Facebook & vie privée

On pourrait reprocher bien des choses à cette entreprise de débilisation planétaire qu’est le réseau « social » Facebook. Tout d’abord, la décadence de l’amitié ; ce sentiment d’amour qui naissait envers l’autre « parce que c’était lui, parce que c’était moi » (Montaigne), devient aujourd’hui un vulgaire accord bipartite : parce que je l’ai ajouté, parce qu’il m’a accepté… Vulgarisation déprimante pour l’humaniste que je suis, où l’on coure après son nombre d‘« amis » comme un trader après ses actions, où l’on valide untel et cet autre spontanément, refusant tout aussi promptement, et avec la netteté froide d’une lame de guillotine, cette personne que l’on n’aime pas, comme si l’amitié n’était qu’un état logique, ami ou pas ami ; comme si l’être humain était sans contraste, manichéen, bien ou mal ; noir ou blanc ; ami ou méprisable. L’amitié à la Facebook est vidée de toute substance, et elle est hypocrite : l’argent ne fait pas le bonheur, pas plus que le nombre de faux amis accumulés dans cette course effrénée digne d’un capitalisme des sentiments. Un seul vrai ami engendre un bonheur incommensurable, tandis que la façade du site internet américain n’est qu’un masque de faux-sentiments, une illusion, le fantasme d’une autre vie. On pourrait aussi critiquer la véritable débilisation des utilisateurs, qui s’échangent kyrielle d’ineptes « cadeaux » numériques ; cœurs, points spéciaux, et j’en passe ; qui se complaisent dans des jeux enfantins de gestion de ferme, du genre tamagochi géant, ou d’arcade leur permettant de se confronter les uns les autres ; qui rejoignent des groupes ridicules. Tout cela ne sert à rien, le temps dilapidé sur Facebook est pure perte. Et l’on ne manque pas de s’y ridiculiser par là même.

Mais l’objet de cet article est tout autre : récemment, Matt McKeon a réalisé des diagrammes représentant la politique par défaut de Facebook vis-à-vis de la vie privée de ses utilisateurs, et le résultat est saisissant : Voir l’ensemble des graphiques.

De 2005 à 2010, dans le même temps que le nombre de ses utilisateurs explosait, le réseau a clairement évolué vers une politique vis-à-vis de la vie privée très laxiste, démontrant par là même sa volonté d’en finir avec cette vie privée. Bien sûr, il s’agit là des règles par défaut, et l’on peut sans doute les modifier, mais qu’importe : le fait est là, et choquant.

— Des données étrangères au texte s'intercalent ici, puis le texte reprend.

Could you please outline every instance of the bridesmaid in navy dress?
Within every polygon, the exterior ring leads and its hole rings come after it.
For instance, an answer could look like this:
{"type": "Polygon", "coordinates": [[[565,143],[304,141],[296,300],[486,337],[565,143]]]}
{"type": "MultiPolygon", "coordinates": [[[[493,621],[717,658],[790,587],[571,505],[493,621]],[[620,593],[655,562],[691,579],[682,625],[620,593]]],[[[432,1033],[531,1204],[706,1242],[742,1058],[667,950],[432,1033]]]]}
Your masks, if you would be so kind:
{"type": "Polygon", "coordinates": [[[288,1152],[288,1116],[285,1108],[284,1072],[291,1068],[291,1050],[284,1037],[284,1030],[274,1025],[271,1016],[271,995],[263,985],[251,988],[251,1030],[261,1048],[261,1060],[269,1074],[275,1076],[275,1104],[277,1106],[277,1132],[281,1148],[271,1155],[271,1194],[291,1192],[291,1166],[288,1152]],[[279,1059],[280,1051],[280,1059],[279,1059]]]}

D’une part, parce que bon nombre des utilisateurs de Facebook sont des néophytes, emportés par la vague de ce réseau « social » sans bien en comprendre tous les tenants et les aboutissants, et il y a fort à parier qu’il ne savent pas tous que leurs informations personnelles sont ainsi éventées, ni qu’il peuvent endiguer un peu cette fuite de leurs données en changeant les réglages. C’est donc insidieux que d’imposer par défaut la publicité des données à des utilisateurs qui ne maîtrisent pas encore ces outils d’un nouveau genre, et qui, sans en avoir conscience, peuvent rendre publiques des informations qui relevaient de la sphère privée. C’est cela que la Cnil dénonce, c’était (déjà…) en janvier 2008 :

« En effet, comme l’utilisateur ne maîtrise pas assez ces nouveaux outils, il apprend trop souvent à s’en servir à ses dépens. Par exemple, même quand l’outil est paramétrable, la configuration par défaut favorise souvent une diffusion très large des données,  si bien que des informations devant rester dans la sphère privée se retrouvent souvent exposées à tous sur Internet.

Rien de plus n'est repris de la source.